# Peruvian Coffee - briefly featured on BBC2



## Glenn (Jun 14, 2008)

I caught Bruce Parry's Amazon last Monday night when he was travelling from the source of the Amazon to the cocaine valleys.

He was at a very high altitude and found himself in coffee country. The coffee crops are being ripped out and replaced with Coca at an alarming rate.

Coffee cherries are harvested once a year but Coca leaves can be stripped 4 times per year, so they are being given more care and attention in certain areas.

This was sad to see but reality tv at its best.

If you saw how the raw product of cocaine was created you'd think twice about taking it too.

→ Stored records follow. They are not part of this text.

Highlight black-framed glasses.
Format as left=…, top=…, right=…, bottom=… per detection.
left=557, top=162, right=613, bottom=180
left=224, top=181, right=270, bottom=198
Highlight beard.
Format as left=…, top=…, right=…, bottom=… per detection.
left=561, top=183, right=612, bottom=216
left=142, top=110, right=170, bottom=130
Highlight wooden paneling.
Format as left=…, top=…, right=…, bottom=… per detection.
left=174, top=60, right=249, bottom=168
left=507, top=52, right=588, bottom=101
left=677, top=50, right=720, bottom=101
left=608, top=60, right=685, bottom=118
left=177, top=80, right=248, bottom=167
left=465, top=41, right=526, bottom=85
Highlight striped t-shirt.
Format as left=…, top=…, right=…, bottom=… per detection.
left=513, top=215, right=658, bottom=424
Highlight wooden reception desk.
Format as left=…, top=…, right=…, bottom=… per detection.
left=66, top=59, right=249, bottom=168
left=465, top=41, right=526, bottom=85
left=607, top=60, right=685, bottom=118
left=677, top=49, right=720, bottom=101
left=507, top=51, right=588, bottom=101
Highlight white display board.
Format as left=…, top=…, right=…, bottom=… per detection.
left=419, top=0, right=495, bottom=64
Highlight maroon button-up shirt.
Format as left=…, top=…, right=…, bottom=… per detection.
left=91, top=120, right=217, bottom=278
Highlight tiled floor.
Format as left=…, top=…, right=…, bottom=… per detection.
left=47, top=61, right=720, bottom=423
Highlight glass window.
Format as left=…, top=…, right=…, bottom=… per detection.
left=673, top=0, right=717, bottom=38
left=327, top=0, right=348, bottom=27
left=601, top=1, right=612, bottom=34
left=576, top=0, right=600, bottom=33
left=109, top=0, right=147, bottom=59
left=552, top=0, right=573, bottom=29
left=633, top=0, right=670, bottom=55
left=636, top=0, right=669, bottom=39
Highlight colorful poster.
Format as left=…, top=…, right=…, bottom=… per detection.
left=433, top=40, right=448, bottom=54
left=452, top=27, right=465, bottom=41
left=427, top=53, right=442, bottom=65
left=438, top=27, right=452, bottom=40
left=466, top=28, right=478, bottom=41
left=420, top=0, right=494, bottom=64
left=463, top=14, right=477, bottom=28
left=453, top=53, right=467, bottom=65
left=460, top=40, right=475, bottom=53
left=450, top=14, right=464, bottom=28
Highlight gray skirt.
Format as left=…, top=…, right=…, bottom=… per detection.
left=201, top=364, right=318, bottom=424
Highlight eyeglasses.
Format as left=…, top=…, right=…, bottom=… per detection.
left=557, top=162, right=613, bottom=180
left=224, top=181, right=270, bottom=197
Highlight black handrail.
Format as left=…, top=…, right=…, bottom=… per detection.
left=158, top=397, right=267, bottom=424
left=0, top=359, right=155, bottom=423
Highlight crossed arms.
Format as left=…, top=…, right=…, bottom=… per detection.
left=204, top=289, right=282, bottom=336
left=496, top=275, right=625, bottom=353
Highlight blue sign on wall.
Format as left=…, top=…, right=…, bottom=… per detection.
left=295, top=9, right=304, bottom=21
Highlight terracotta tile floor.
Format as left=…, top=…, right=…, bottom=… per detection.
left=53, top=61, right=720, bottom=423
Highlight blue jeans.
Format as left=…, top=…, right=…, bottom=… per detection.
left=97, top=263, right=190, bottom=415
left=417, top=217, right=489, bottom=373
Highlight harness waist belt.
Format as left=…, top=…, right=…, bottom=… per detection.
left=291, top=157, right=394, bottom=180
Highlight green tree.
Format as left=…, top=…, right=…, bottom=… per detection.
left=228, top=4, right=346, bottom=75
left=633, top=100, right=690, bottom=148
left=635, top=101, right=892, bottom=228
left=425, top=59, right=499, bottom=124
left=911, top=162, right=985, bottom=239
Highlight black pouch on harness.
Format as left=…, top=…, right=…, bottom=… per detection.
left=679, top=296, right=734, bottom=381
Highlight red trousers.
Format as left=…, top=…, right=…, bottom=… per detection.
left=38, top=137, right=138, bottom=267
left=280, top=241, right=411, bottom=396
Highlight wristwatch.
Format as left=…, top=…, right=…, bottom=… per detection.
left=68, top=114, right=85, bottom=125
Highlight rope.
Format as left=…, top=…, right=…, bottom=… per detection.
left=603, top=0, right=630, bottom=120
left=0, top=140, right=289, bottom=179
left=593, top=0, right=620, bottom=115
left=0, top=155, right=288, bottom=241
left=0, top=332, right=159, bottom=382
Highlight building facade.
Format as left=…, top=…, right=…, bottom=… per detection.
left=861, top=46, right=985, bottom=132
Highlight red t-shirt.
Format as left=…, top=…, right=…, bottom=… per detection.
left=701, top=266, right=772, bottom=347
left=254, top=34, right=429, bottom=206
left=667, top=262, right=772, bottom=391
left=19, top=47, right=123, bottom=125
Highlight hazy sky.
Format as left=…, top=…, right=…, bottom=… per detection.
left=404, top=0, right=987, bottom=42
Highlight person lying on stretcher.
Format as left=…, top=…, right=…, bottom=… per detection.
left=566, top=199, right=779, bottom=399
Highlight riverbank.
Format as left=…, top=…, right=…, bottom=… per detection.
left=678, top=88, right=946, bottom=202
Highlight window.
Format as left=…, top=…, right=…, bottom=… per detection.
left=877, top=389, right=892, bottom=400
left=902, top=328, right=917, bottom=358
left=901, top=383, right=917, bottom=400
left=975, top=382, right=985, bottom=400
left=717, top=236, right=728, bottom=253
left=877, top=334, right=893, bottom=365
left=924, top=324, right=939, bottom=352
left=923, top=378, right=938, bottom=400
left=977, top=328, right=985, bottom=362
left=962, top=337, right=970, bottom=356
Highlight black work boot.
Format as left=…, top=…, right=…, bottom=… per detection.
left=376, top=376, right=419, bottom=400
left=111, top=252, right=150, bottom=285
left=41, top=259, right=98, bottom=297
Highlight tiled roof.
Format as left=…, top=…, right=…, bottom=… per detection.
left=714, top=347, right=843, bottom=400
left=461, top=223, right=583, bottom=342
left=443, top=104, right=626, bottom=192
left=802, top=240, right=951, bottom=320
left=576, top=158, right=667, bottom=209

The runoff of the chemicals (kerosene and chlorine amongst other things) seeps directly into the soil where other harvest crops are planted - this has to have a negative impact on their cropping quality.

Did anyone else see this?


----------



## James Hoffmann (Jul 24, 2008)

Peru has further coffee problems in that it is often very difficult to get cherries to mills within good time of picking, which has dented the quality of production which of course is related to the price. This will also make alternative crops look more appealing. I know FairTrade/CafeDirect do a fair amount of coffee from Peru but it rarely pops up on the speciality radar.


----------



## TimStyles (Jul 22, 2008)

We poured a Peruvian coffee when I worked at Climpson and Sons. It's nothing special, just a lot of chocolate in the cup, and not a lot else. I tried to find out a bit more about it, but didn't find out a lot, to be honest.

It was cheap, however.


----------



## michaelbenis (Apr 14, 2009)

I've just finished a bag of Peruvian organic from Red Roaster in Brighton which wasn't bad. Nice and clean, not chocolately really, or only slightly, and nicely layered and aromatic - Tim at RR describers it as being like a green tea. It is layered, but I'm not convinced it's like green tea myself. Nice and balanced and needs a fine grind. Not one of my fall down on my knees in wonder favourites, certainly, but not bad at all...


----------



## Glenn (Jun 14, 2008)

A 'green-tea-like coffee', sounds interesting

How did you brew this? Chemex, Espresso or French Press?


----------



## CoffeeMachine (Nov 25, 2009)

I went to Peru a couple of years ago, and didn't come across all that many coffee plantations which is a shame becuase it is the perfect climate for it. I think the same might be starting to happen in Ecuador too sadly.


----------